The arrogance / head in the sand attitude keeps coming back to me when I hear that Lloyds senior executives/ directors were unable to admit (maybe confess) until very, very recently the story of the HBOS fraud was known to them and their predecessors more than a decade ago. But (unbelievably) I understand, I am wrong about this statement and I say “unbelievably” because I have been told that …………………
…………Lloyds public position is still that it didn't know of any criminal conduct before the end of the HBOS Reading criminal trial in January/ February 2017. In simple terms, the directors and senior executives of a major / multi-billion pound, FTSE 50 company—a bank-- didn’t know about a half a billion (£500,000,000) fraud for over a decade. Lloyds keeps stating that it is up to the review currently being undertaken by Dame Linda Dobbs and her team to decide who knew what and when, as if the bank can’t work it out, itself. If the directors didn’t know, they should be sacked and if they did know, they should be sacked –it’s not difficult. If HBOS Reading hadn’t destroyed so many lives, it would be a joke—but of course it did, so it isn’t--funny at all I mean.
Is it really true to say that no one at Lloyds, except of course Lyndon Scourfield who admitted his guilt in 2016 and was jailed and Mark Dobson who was found guilty in 2017 and jailed, has admitted or confessed to anything? As I said above, if no one else knew – that says something, and if they did know, well that says something else. You can make your minds up.
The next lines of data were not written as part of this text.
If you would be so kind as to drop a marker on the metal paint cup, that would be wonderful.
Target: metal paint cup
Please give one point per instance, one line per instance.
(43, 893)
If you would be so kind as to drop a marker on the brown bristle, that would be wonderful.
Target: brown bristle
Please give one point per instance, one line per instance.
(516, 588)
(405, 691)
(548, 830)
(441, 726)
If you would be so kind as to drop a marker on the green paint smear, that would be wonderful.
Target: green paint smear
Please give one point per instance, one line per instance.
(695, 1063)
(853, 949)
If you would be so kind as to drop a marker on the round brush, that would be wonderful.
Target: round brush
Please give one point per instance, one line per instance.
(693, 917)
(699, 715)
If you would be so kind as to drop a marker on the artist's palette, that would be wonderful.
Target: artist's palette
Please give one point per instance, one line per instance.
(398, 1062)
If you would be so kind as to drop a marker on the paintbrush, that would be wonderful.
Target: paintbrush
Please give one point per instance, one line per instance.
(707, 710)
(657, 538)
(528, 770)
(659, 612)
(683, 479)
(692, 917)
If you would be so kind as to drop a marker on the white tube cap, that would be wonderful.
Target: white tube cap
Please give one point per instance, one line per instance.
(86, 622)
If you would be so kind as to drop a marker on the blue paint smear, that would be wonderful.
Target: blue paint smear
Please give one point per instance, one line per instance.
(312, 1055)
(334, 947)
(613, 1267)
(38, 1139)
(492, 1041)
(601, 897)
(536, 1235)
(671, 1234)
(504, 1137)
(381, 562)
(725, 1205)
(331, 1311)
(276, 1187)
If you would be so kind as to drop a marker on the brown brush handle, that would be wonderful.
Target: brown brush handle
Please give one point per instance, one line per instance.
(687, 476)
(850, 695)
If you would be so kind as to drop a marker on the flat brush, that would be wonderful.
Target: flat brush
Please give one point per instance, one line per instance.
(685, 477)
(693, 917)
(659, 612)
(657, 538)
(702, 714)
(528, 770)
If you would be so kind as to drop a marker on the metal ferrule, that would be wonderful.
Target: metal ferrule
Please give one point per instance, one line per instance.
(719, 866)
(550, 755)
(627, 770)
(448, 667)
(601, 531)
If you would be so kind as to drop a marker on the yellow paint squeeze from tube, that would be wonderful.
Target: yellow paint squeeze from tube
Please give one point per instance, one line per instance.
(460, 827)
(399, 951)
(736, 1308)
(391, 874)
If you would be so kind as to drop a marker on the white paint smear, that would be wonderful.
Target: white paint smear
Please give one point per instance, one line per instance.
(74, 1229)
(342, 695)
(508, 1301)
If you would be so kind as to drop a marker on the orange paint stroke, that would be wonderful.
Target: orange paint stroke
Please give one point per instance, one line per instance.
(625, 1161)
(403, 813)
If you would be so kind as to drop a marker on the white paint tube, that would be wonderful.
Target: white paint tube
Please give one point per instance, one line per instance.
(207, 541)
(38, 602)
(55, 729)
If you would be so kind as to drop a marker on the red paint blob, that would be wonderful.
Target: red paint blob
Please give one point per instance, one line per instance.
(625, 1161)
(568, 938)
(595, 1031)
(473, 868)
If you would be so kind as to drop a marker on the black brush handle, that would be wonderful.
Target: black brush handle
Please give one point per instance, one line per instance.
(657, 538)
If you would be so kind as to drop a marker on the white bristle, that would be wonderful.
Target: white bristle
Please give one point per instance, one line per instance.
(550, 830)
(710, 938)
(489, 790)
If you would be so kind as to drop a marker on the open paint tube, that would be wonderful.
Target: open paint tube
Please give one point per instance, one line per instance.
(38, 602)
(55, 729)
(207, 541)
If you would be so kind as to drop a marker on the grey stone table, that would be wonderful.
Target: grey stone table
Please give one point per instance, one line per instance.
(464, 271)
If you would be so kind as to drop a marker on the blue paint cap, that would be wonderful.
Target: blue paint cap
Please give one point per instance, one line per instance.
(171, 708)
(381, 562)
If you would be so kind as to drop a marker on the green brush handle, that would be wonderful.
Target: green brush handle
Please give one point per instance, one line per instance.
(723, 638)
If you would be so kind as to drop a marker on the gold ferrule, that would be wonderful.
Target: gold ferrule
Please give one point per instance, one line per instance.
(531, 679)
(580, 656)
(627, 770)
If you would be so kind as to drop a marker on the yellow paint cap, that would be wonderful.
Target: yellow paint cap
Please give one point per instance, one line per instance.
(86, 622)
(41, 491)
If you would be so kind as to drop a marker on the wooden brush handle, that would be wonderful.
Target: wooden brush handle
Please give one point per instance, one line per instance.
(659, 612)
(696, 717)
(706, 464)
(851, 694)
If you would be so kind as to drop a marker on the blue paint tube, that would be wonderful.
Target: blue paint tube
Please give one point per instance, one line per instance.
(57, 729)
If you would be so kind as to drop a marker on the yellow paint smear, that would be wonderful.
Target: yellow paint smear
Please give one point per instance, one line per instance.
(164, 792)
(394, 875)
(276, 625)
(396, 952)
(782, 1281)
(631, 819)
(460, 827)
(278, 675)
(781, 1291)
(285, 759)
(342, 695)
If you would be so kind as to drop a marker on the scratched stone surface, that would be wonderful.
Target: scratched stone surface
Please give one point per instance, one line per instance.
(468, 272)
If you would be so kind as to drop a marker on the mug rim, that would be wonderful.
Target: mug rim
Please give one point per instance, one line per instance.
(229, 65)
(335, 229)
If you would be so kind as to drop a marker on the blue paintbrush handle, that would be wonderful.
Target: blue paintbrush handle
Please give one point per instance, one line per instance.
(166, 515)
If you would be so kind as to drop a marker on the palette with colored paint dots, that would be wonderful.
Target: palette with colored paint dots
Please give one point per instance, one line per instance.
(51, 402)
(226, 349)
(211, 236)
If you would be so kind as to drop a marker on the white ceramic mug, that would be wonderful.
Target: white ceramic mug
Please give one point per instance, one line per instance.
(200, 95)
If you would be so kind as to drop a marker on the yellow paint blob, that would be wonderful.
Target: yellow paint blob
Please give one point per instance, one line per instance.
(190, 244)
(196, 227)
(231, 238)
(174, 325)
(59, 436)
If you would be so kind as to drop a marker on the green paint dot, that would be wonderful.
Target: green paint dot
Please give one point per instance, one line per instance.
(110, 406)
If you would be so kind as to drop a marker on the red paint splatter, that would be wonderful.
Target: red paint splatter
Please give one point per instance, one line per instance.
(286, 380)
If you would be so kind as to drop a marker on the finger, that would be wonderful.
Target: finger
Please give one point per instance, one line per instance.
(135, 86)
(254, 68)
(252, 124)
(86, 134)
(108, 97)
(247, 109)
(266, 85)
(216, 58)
Even today, having aided and abetted in the destructions of those businesses, gravely ill victims of that fraud are often forced to fight for every penny of compensation. So, you will no doubt understand my reluctance and those of other directors and members of SME Alliance to believe in the reality of Corporate Governance, of appropriate banking regulation, of laws regarding directors’ duties, in the FRC and the FCA, and so on.
According to Anthony Stansfeld, the Thames Valley Police Commissioner, and to whom enormous thanks are due from SME Alliance, fraud cost the UK economy as much as £190 billion last year. If you take £2,000 from petty cash, in most places it’s “out you go”. Cover up a half billion-pound plus fraud and the attitude seems to be “move on sir, nothing to see here”. If just a small percentage of that money was recovered and spent on investigation and enforcement, it might start to level the playing field, just slightly. Having just about finished this blog, I was then delighted to see a comment from Anthony during a speech he gave at the Cambridge Economic Crime Symposium in early September which included the words “I call today either for the resignation of the Lloyds non-executive directors or the sacking of the executive directors”. At long last, someone is prepared to stand up to the bankers, who, as I have noted above, still admit nothing.
Finally, and again, to all those people everywhere who have supported SME Alliance and have given so much of their time and effort from the outset and over the last four years, thank you. As I said above, you help to give people hope – and that is incredibly important.